Entre ellos, también se encuentra el pintor Juan Roberto Diago Querol (La Habana, 1920–Madrid, 1955). Su obra, injustamente, se ha calificado como un legado inacabado e incompleto, dada la brevedad de su vida y aquella «trágica prisa» hacia su muerte, en circunstancias que aún se consideran misteriosas.
Sin embargo, su grandeza pictórica quedó demostrada en todo el breve conjunto de sus creaciones. Él, sin duda, es una de las figuras más originales de la segunda vanguardia de la pintura cubana moderna (1938-1951); un joven prodigio como pocos entre los que han visto la luz en nuestro país. Fue heredero de una estirpe de artistas, y a la vez tronco para quienes continuaron aportando a la cultura insular –como su nieto de igual nombre y también creador plástico.

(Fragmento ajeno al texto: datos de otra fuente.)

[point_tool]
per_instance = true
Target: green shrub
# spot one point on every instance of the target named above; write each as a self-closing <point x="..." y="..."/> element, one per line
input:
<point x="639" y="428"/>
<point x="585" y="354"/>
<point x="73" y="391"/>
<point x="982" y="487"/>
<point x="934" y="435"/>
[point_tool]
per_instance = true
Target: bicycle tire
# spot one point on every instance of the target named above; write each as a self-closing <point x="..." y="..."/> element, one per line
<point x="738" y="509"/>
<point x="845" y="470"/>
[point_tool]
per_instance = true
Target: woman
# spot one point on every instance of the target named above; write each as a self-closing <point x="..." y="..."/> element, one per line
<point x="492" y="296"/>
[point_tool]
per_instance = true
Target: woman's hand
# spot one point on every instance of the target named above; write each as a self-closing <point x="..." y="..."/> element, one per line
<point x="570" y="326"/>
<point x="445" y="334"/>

En la adolescencia, materializó uno de sus mayores anhelos cuando inició sus estudios de artes plásticas, finalizados en 1941, en la Academia Nacional de Bellas Artes San Alejandro, en La Habana. Con ese aval pudo fundar, en Matanzas, la Escuela Provincial de Bellas Artes, que actualmente lleva su nombre.
En ese recién graduado ya se avizoraba un artista de honda calidad. Así se lo hizo saber el escultor cubano Juan José Sicre –autor del Monumento a José Martí, en la Plaza de la Revolución– a Alfred H. Barr, primer director del Museo de Arte Moderno de Nueva York (MoMA). Ya en 1944, ambos seleccionaron a Diago para participar en la exposición de Pintores Cubanos Modernos en el MoMa, si se tiene en cuenta que solo 13 creadores fueron invitados, su presencia sobresale en ese contexto.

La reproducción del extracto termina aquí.